US-funded Colombian antidrug battalions worked with a military brigade
accused of having links with an outlawed militia that Washington has
branded a terrorist organization, a human rights group charged yesterday.

Human Rights Watch said in a report that elite Colombian counternarcotics
battalions trained by the US military to fight drug trafficking in the
South American nation shared bases, intelligence, and logistical support
with the army's 24th Brigade during antidrug operations in the southern
Putumayo region in 1999 and in 2000.

The 24th Brigade, which Washington cut off from US aid and training in
October 1999 on suspicion of abuses, coordinated operations with right-wing
death squads fighting leftist rebels in Colombia's 37-year-old war, the
report said.

"We have found solid, compelling evidence that shows that antinarcotics
battalions that were created and trained by the US government have been
relying on logistic support and intelligence sharing with the 24th Brigade
in Putumayo," said Jose Vivanco, the group's executive director for the
Americas.

"The 24th Brigade has been excluded from US assistance precisely because of
their poor human rights record and close links to paramilitary
organizations," Vivanco said at a news conference in Bogota.

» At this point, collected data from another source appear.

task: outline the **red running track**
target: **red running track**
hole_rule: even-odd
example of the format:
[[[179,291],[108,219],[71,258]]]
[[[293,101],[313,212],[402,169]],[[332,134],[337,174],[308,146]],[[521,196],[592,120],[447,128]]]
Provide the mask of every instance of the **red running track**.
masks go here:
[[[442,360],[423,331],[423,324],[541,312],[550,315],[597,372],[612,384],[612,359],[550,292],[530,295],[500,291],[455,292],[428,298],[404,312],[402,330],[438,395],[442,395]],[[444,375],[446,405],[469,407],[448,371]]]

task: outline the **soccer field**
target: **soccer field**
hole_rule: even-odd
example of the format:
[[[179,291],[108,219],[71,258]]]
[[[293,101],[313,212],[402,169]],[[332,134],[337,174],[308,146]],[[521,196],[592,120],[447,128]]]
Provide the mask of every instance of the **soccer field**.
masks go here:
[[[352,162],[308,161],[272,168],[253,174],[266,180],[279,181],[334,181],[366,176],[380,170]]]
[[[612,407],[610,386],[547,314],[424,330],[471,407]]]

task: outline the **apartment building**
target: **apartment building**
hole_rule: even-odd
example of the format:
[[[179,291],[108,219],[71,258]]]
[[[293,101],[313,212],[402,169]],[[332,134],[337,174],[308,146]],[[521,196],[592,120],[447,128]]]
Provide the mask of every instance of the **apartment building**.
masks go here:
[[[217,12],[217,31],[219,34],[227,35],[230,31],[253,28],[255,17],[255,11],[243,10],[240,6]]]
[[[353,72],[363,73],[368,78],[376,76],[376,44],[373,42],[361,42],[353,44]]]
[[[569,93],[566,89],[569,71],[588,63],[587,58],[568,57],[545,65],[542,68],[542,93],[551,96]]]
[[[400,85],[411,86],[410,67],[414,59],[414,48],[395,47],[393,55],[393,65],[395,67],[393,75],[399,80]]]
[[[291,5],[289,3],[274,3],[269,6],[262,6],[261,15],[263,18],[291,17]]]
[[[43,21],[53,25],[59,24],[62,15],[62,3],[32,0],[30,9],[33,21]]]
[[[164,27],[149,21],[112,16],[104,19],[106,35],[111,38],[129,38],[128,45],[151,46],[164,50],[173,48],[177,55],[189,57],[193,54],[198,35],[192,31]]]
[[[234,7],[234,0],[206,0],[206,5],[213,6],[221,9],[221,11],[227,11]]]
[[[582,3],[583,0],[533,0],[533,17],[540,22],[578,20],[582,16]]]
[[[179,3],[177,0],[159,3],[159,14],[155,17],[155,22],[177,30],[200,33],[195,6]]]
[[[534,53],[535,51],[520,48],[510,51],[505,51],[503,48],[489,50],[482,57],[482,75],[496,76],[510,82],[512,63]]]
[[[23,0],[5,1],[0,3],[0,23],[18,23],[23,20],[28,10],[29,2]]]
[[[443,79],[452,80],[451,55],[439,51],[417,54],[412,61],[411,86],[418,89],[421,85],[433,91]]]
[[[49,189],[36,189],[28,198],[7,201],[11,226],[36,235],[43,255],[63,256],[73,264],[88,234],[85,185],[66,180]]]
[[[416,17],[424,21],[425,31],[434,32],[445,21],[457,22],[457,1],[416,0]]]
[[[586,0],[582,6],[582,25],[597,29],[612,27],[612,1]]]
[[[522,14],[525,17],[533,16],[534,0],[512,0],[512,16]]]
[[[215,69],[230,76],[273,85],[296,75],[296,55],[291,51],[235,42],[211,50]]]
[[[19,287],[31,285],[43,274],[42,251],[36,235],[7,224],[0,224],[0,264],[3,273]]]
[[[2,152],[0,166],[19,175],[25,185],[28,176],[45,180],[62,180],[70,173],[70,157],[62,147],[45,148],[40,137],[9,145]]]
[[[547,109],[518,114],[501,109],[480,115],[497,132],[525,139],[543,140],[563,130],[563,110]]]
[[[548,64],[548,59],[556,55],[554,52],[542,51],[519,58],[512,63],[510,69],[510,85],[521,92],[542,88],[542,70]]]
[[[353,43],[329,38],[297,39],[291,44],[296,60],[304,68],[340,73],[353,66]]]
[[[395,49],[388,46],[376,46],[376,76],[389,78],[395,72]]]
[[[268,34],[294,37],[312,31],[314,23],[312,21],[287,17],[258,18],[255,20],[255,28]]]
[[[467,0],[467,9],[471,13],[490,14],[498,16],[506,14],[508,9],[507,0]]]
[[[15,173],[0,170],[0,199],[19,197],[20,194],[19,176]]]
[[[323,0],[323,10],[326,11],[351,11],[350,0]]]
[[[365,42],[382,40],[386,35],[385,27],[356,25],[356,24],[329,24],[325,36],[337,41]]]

Citing evidence collected in 1999 and 2000, the Human Rights Watch report
accused some 24th Brigade officers of receiving regular payments from the
militia, the United Self Defense Forces of Colombia, in return for their
cooperation.

It said the Brigade "regularly coordinated actions with paramilitaries and
allowed them to operate openly, and even establish one of their principal
bases within a short walk of an army installation."

The "close alliance," the report added, resulted in "extrajudicial
executions, forced disappearances, and death threats."

On Sept. 10, one day before the attacks on the World Trade Center and the
Pentagon, the United States put the United Self Defense Forces of Colombia
- - known by its Spanish initials AUC - on a list of "terrorist organizations."

The 8,000-member AUC - a vigilante force that targets suspected leftist
collaborators - is blamed for some of the worst atrocities in a war that
has killed 40,000 people, mostly civilians, in the last decade.

The United States is spending nearly $1 billion to help Colombian President
Andres Pastrana's anticocaine offensive.

Washington has trained and equipped an elite 3,000-member Colombian
antidrug force to curb an annual flow of hundreds of tons of cocaine out of
the Andean nation, which is by far the world's biggest producer of the drug.

Human Rights Watch said the sharing of facilities and intelligence by the
antidrug battalions and the 24th Brigade was a "subversion" of the 1996
Leahy Provision, which bans the United States from providing assistance to
foreign security forces accused of human rights violations.

Vivanco called on Washington to conduct a careful and full investigation
into the matter and to make sure that all US military aid to Colombia is
"subject to strict conditions" of respect for human rights.